Bourgogne and Racine in particular are known as the two toniest neighborhoods in Casablanca. The areas north and east of Boulevard Mohammed Zerktouni and Boulevard Ziraoui are considered the `golden triangle`, so named because the price of real estate is very high there. Lots of restaurants and cafes are located around the Boulevard Al Massira Al Khadra, as is the Maarif shopping district. Between the golden triangle and Place des Nations Unies sits the exclusive Gauthier neighborhood. It is particularly popular with American expatriates as it is very close to the American consulate.

Derb Omar, Liberte and La Gironde

Derb Omar was originally planned nearly 140 years ago, and came into its own by the 1920s as the `new` commercial center of Casablanca. As the city grew and diversified from its roots in the medina, a new commercial center was desperately needed. The three neighborhoods of Derb Omar, Liberte and La Gironde have served as this center of business for nearly a century now. Over 2,300 shops and restaurants are located in these neighborhoods, the largest cluster in the city. The Central Market and Cinema Rialto are located in the northern portion of Derb Omar.

The Place de l`Europe is located at the southern boundary of the Liberte neighborhood, and the Eglise de Notre Dame de Lourdes sits across the Tremie de Dakar from the roundabout. The next roundabout to the east, the Place Le Maigre du Breuil, is home to `L`Immeuble Liberte`, a 17-story skyscraper which was the tallest in Africa when it was built in 1948.

Derb Ghallef and Les Hopitaux

Derb Ghallef is a neighborhood which is home to one of the largest souqs in all of Casablanca. It may very well be the oldest in operation, first leasing spots to 700 retailers beginning in the late 19th century. Now, over 1,200 merchants are licensed spots that are each roughly 350 square feet in area, and the souq is filled with perhaps the largest collection of secondhand items in Morocco.

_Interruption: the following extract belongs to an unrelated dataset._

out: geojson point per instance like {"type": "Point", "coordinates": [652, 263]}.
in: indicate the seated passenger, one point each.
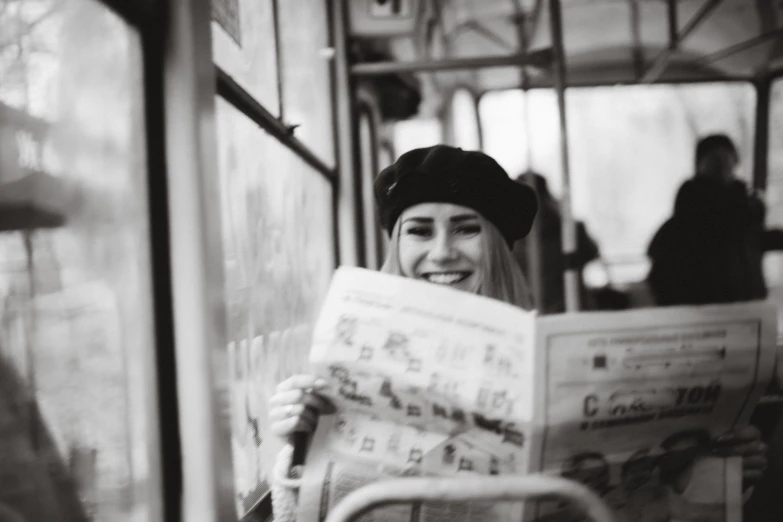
{"type": "Point", "coordinates": [552, 264]}
{"type": "Point", "coordinates": [711, 249]}
{"type": "Point", "coordinates": [452, 217]}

State-of-the-art hospitals are located in the Les Hopitaux district, roughly bordered by the N1 to the north, Boulevard Moulay Idriss I to the south, Boulevard Abdelmoumen to the west and Avenue 2 Mars to the east. It is home to the Centre Hospitalier Universitaire Ibn Rochd, the Ibn Rochd children`s hospital, the Hopital 20 Aout, and the Medical and Dental Schools at the Hospitalier Universitaire.

Habbous

Bordered to the north by Boulevard Omar El Idrissi, to the west by Avenue 2 Mars, and to the east by Rue Sidi Okba and Rue Abi Manssour Taalibi, the Habbous neighborhood is considered one of the most relaxed and beautiful in Casablanca. Many of the houses are built in the Gothic/Arab-Andalusian hybrid style, and as a result you will see many houses with porches and large archways. The Royal Palace, the official residence of the King while in Casablanca, and the Mahkama du Pacha are points of interest located in Habbous.

Bouskoura

Bouskoura is a town located about ten miles south of Casablanca, and is best known to tourists as the location of Mohammed V International Airport and the artificial Bouskoura Forest. Bouskoura Forest, opened in 2016, is a green space touted as the new `lung of Casablanca`. Planted primarily with eucalyptus trees, the Bouskoura Forest is situated on nearly 7,400 acres. Three-quarters of the forest is located between the A7 and R315 motorways, with a small portion called `Le Petit Canton` located in a separate quadrant northwest of the `main forest`. Locals travel to this area to run or bike on one of the custom-made trails, and tourists go to enjoy the greenery and the quaint villas facing the forest. Bus routes stop across the A7 from Bouskoura Forest; take a taxi or walk the rest of the way.

Mohammedia

Mohammedia is a suburb of Casablanca which has been settled for at least two centuries. It was originally called Fedala, a Berber translation of the Arabic phrase `Fadl Allah`, the `favor of God`. Fedala was planned as a port city by the French, who believed it to be easier to dock there as opposed to Casablanca. In 1960, King Mohammed V laid the foundation stone at the Samir refinery, which is now the largest oil refinery in Morocco. The town was renamed Mohammedia and the quality of life rose dramatically for locals once the refinery opened. Tens of thousands of people rushed to Mohammedia for financial security and today there are over 200,000 people living there. (By comparison, Casablanca is home to 3.3 million people.)